Мне с трудом удается удержать телефон в руках при звуке этого женского голоса. Наступает затяжная пауза.
— Алло!.. Ты слышишь меня?
— Извини, — отвечаю я через некоторое время. — Я сейчас… сейчас… Это… Элисон?
— Да.
— Как поживаешь?
— Спасибо, со мной все в порядке. А ты?
— Я? Да тоже в порядке… только…
— Послушай, я звоню лишь затем, чтобы… ну… я думаю, тебе следует знать, что Диско умерла прошлой ночью. Предположительно, у нее был рак.
— Мне никогда и в голову не приходило, что у кошек может быть рак.
— Однако умерла она именно от рака… — Голос ее пропадает. — Я просто подумала, что тебе надо сообщить, только и всего.

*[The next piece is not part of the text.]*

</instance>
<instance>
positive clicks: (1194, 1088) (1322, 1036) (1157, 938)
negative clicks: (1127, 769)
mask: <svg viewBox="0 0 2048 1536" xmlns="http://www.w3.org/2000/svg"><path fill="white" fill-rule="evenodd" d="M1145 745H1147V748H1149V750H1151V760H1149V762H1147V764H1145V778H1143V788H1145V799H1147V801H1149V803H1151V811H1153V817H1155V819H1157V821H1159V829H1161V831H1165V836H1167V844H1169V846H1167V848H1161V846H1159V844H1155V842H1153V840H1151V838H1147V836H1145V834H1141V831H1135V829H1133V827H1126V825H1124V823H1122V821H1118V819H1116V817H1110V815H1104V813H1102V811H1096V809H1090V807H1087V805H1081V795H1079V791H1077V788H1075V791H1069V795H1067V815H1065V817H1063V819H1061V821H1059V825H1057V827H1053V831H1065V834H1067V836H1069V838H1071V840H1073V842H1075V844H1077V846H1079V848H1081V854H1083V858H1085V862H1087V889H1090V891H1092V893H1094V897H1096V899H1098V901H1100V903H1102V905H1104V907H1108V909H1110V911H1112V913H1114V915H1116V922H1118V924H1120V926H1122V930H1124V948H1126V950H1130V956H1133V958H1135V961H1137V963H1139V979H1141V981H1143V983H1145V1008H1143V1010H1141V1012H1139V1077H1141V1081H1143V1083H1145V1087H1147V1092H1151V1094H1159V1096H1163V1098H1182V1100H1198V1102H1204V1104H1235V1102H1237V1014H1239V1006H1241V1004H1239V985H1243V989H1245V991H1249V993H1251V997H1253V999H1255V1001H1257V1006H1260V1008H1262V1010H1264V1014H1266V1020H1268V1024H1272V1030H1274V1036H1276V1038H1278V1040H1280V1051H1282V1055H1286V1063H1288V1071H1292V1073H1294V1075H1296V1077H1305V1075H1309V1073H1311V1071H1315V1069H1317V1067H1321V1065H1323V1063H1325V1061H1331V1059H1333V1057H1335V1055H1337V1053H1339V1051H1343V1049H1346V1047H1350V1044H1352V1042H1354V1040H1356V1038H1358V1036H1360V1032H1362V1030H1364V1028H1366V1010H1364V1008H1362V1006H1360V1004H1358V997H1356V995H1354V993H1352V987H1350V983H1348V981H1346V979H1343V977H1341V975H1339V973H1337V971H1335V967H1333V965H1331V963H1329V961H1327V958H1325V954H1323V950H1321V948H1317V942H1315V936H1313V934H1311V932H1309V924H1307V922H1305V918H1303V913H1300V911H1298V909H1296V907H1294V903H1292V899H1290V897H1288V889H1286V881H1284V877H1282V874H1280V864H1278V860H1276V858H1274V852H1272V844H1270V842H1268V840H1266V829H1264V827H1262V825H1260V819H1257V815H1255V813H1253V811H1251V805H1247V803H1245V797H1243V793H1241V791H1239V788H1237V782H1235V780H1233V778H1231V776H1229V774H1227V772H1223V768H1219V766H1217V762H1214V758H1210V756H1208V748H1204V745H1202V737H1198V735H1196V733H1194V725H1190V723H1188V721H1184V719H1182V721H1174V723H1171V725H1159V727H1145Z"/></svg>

— Ужасное известие. Мне сразу стало не по себе, лучше бы я никогда ее не видел. — Я смеюсь, но стараюсь, чтобы в моем смехе ясно слышалась печаль. — Это, наверное, покажется тебе глупым, но я храню ее фото. Оно прикреплено к зеркалу платяного шкафа в моей спальне… В этом году ей исполнилось бы десять лет, верно? А сколько это лет в кошачьем исчислении?
— Не знаю, но думаю, что она была уже старой.
— Где она сейчас?
— В ветеринарной больнице в Крауч-энде. Я вскоре собираюсь пойти туда… но не знаю… — Элисон расплакалась.
— Мне сегодня надо быть на работе, — говорю я, — но, если хочешь, я пойду туда с тобой.
— Да нет, не стоит. Со мной все будет нормально.
— Я хочу пойти. Ведь Диско была и моей кошкой тоже.
Элисон говорит мне свой адрес, и мы договариваемся встретиться в ее квартире на Крауч-энд примерно через час, после чего я откладываю телефон в сторону.
Хелен входит в ванную, подпевая песне, которая доносится из радио на кухне.
— Кто звонил?
— Элисон, — отвечаю я.
— Элисон? Твою бывшую жену ведь тоже звали Элисон?
Я смеюсь:
— Я всегда чувствую неловкость, когда ты так называешь ее. Я пока еще чувствую себя достаточно молодым, чтобы иметь бывшую жену.
— Именно поэтому ты и женился таким молодым, — говорит Хелен. — Так или иначе, ранние браки — последний крик моды, по крайней мере так пишут в воскресных газетах. Все знаменитые люди прошли через это — голливудские актеры, кино- и поп-звезды, очень многие из них. И по всей вероятности, ранний брак означает, что последующие отношения будут более сердечными, потому что ты стараешься извлечь уроки из своих предшествующих ошибок. — Хелен целует меня в нос. — А между прочим, зачем она звонила?